Last week, the Red Sox kicked off the Winter Meetings with two big signings Mike Napoli and Shane Victorino before going silent for the rest of their time in Nashville, and remaining silent for the nearly seven days since.
Now, normally this wouldn't be a problem. After all, at this stage in the offseason, the Sox picture is typically a little more clear, with their line-up and rotation essentially set in stone. However, this year is not normal. Or maybe, this is the new normal. Either way, here on December 10, the Sox still have a lot of work to do if they have any aspirations of end their three year playoff drought. And as usual, as was the case in September 2011 and for most of 2012, the major issue is starting pitching.
It was their biggest problem heading into the offseason, and it's the one problem they've yet to address. As it stands now, their rotation of Jon Lester, Clay Buchholz, Felix Doubront, John Lackey and Franklin Morales doesn't stand up to the competition, and there's no depth behind them. Nothing there to help cope with the assortment bumps, bruises and missed starts that every staff faces over the course of 162 games.
And guess what? Thanks to the Sox lack of involvement in the arms race (combined with a weak class, in general), there's not much talent left. In fact, unless they revisit or ultimately pull the trigger on a Jacoby Ellsbury trade, the Sox will have a hard time improving their rotation at all.

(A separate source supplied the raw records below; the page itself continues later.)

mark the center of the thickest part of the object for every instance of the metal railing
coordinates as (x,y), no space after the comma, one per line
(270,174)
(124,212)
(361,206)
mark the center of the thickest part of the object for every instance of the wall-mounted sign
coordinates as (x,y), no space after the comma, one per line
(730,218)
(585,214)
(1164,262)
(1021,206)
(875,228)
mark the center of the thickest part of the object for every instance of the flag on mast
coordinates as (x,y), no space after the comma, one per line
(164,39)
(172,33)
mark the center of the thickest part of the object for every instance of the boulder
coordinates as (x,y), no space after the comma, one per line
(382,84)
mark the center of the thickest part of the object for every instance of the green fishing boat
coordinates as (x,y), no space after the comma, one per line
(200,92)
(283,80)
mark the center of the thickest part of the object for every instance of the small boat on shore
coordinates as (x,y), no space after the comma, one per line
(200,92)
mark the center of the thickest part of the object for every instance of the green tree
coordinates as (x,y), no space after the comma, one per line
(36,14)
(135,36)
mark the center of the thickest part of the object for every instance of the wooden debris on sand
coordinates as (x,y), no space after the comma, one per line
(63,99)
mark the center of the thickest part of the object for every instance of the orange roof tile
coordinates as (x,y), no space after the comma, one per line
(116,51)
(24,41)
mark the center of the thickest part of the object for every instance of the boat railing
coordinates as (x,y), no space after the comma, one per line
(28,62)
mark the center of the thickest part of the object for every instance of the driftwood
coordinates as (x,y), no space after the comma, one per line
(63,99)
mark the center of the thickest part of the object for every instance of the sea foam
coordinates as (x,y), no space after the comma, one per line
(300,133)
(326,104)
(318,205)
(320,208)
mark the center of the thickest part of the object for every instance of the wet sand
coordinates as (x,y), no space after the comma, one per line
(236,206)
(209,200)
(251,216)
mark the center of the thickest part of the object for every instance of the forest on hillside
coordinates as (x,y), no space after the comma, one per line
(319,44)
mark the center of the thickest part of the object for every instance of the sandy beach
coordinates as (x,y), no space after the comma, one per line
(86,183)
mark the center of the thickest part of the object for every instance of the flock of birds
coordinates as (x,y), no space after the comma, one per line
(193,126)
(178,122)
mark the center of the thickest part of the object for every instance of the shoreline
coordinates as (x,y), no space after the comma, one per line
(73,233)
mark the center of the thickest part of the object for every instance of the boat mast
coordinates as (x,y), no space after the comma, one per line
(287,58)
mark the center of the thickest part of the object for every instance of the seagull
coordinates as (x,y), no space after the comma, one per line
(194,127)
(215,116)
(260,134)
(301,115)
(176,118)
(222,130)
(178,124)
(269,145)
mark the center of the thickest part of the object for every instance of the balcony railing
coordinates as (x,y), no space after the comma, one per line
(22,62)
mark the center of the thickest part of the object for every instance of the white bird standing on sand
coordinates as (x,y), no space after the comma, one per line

So, who's still out there?
There's 34-year-old Kyle Lohse and 28-year-old Anibal Sanchez, both of whom are asking for much more than the Sox will or should give them. There's 29-year-old Edwin Jackson who's been serviceable but far from consistent over the past few seasons, a major factor in him playing for six teams in the last five years. There's 35-year-old Ryan Dempster, who still seems better suited for the NL. There's 30-year-old Shawn Marcum, who I like but who also might be asking too much. After that, I don't know? Do the Sox and Rich Harden finally come together after years of close calls and rumors? Do they bring Bronson Arroyo back for a one-year deal? Do they roll the dice on Francisco Liriano?
At the end of the day, they might have to roll the dice on a few guys and just hold their breathe that one or two of them works out. Sort of the same thing they did with position players back in 2003.
Is that ideal? Of course not. But when it comes to the current state of the Sox, "ideal" no longer exists.